I've been trying to get hardware acceleration working on rootless containers of Plex and Jellyfin and I can't get it to work the proper way.
My current workaround is having my device /dev/dri/renderD128 with permissions set to 666, but I feel like that really isn't an ideal setup.
Some things I've done:
-Currently I'm running my containers with my user with ID 1000.
-My user is part of the render group, which is the group assigned to:
/dev/dri/renderD128
-I'm passing the device to the containers as such:
--device /dev/dri:/dev/dri
-In my plex container for example, I'm passing the IDs to use as such:
-e PUID=1000 and -e PGID=1000
-I tried the option "--group-add keep-groups" and I see the groups in the container but I believe they're assigned to the root user in the container, and from my understanding, the plex and jellyfin images I've tried I think they create a user inside with the IDs I pass, in this case 1000, and so this new user doesn't get assigned my groups on the host.
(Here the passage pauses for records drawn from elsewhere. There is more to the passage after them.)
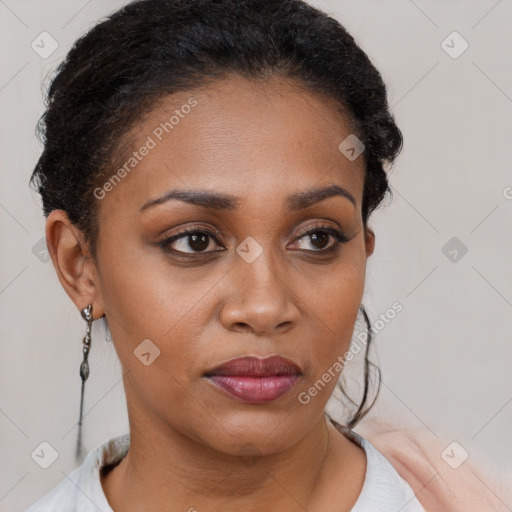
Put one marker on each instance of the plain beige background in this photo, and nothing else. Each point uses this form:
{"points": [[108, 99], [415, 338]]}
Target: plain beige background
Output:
{"points": [[445, 358]]}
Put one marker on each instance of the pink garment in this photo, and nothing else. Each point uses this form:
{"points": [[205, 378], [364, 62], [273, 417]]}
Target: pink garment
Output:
{"points": [[417, 457]]}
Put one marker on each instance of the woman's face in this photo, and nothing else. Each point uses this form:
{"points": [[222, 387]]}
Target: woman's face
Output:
{"points": [[257, 285]]}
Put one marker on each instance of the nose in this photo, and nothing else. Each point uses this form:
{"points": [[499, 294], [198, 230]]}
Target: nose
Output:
{"points": [[259, 298]]}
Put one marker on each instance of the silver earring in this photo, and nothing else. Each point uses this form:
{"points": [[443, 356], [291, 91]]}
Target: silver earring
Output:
{"points": [[84, 372]]}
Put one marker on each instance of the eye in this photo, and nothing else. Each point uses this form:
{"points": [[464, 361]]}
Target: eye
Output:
{"points": [[319, 239], [198, 240]]}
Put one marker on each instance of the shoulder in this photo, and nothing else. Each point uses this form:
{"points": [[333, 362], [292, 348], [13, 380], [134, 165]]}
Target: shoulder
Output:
{"points": [[81, 490], [383, 489]]}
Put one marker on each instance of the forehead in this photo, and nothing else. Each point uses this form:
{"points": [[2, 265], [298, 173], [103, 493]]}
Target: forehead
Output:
{"points": [[268, 137]]}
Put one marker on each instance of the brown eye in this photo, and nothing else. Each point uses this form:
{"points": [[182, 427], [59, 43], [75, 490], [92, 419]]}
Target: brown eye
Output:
{"points": [[319, 239], [197, 241]]}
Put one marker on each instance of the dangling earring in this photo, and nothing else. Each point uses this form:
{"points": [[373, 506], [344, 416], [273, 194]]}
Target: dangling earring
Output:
{"points": [[84, 373]]}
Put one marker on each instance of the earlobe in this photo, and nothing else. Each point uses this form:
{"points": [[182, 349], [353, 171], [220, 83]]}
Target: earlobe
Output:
{"points": [[369, 241], [73, 262]]}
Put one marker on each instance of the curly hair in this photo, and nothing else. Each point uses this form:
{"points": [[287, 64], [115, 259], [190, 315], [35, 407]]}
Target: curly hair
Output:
{"points": [[149, 49]]}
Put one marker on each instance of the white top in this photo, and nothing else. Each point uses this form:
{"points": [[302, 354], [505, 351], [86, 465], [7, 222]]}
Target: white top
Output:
{"points": [[384, 490]]}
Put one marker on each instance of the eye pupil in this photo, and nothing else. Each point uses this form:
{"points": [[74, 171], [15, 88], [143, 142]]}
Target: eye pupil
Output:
{"points": [[199, 242], [319, 236]]}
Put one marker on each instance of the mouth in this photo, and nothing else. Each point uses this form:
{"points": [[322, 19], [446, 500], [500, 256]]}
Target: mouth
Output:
{"points": [[255, 380]]}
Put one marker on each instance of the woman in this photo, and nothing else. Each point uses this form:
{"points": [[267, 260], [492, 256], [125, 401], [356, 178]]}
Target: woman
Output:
{"points": [[208, 175]]}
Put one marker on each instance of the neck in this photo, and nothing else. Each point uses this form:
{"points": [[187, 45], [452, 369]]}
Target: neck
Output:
{"points": [[166, 470]]}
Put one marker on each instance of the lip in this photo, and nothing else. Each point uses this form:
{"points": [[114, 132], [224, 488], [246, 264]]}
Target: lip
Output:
{"points": [[255, 380]]}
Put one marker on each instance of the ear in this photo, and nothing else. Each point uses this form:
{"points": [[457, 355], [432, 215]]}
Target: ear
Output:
{"points": [[369, 237], [73, 262]]}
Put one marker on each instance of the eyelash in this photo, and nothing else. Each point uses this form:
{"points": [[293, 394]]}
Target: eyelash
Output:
{"points": [[339, 237]]}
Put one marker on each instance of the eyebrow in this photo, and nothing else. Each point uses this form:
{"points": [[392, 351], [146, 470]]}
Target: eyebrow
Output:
{"points": [[222, 201]]}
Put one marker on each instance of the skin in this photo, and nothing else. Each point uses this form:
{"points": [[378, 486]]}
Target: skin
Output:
{"points": [[192, 446]]}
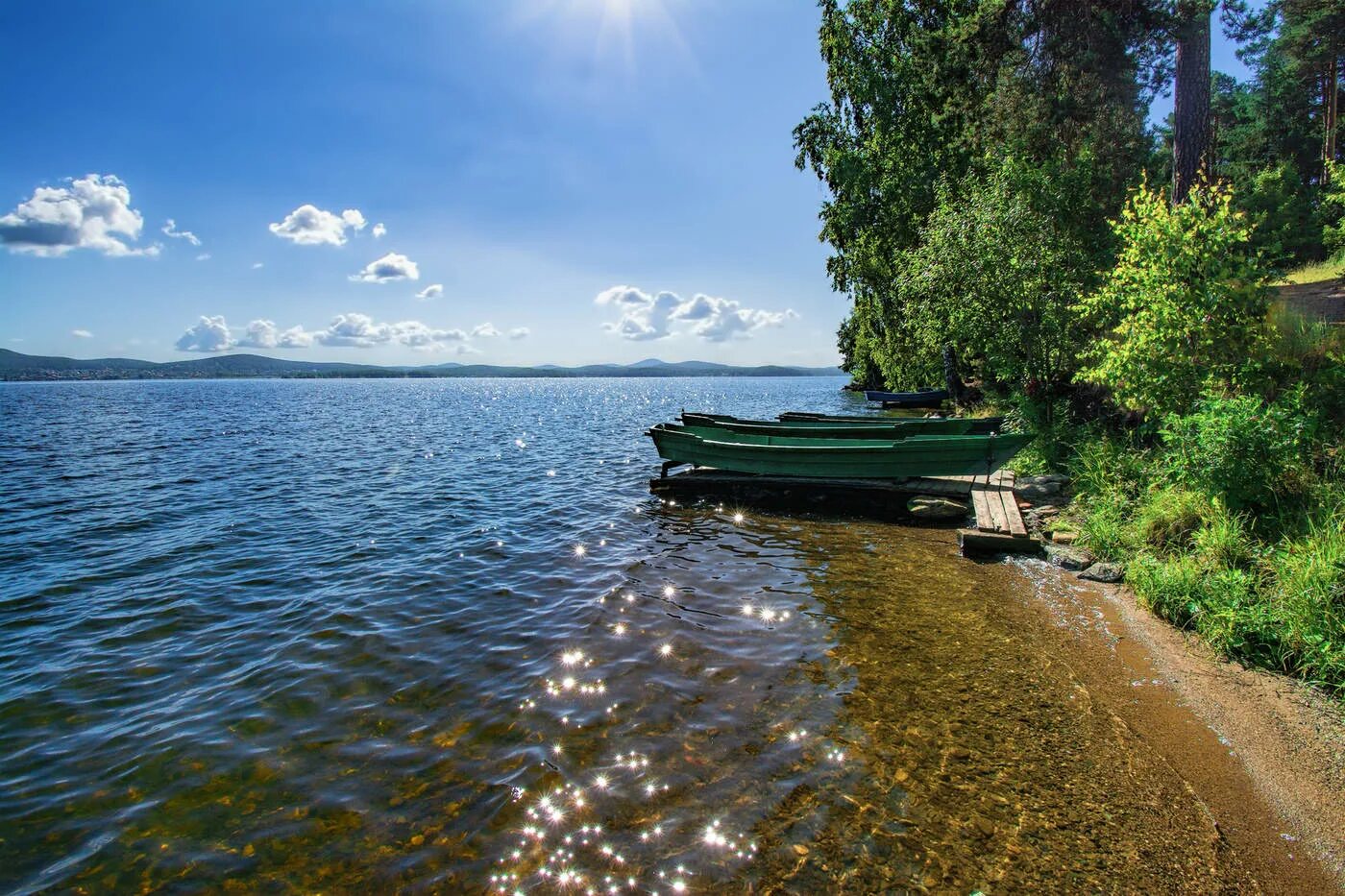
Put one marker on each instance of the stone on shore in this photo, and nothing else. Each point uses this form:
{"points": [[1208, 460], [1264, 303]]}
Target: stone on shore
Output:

I'm using the LinuxServer.io images currently but I saw the official plex image creates a user named "plex". The LinuxServer.Io images create a user named "abc".
-Out of curiosity on the host I changed the group of /dev/dri/renderD128 to my user's group 1000, but that didn't work either
-I tried with the --privileged option too but that didn't seem to work either, at least running podman as my user.
-I haven't tried running podman as root for these containers, and I wonder how that compares security-wise vs having my /dev/dri/renderD128 with permissions set to 666
For some context, I've been transitioning from Docker to Podman rootless over the past 5 days maybe. I've learned a couple of things but this one has been quite a headache.
Any tips or hints would be appreciated. Thanks!
Sure. I believe that nogroup behaviour is a failsafe. Otherwise every misconfiguration would result in privilege escalation.
Unfortunately I'm not really familiar with that podman setup. I'm not sure if that
--group-add keep-groups
helps. I'm not sure what kind of groups are defined inside of the container. If the render group is even there and attached to the user that runs the process. Also I'm not sure if it's the group's name or number that counts... The numbers can be different from container to container.Maybe you can peek at the container, see how it's set up inside? Maybe something like the
--device-cgroup-rule
helps to give access to the user within the container?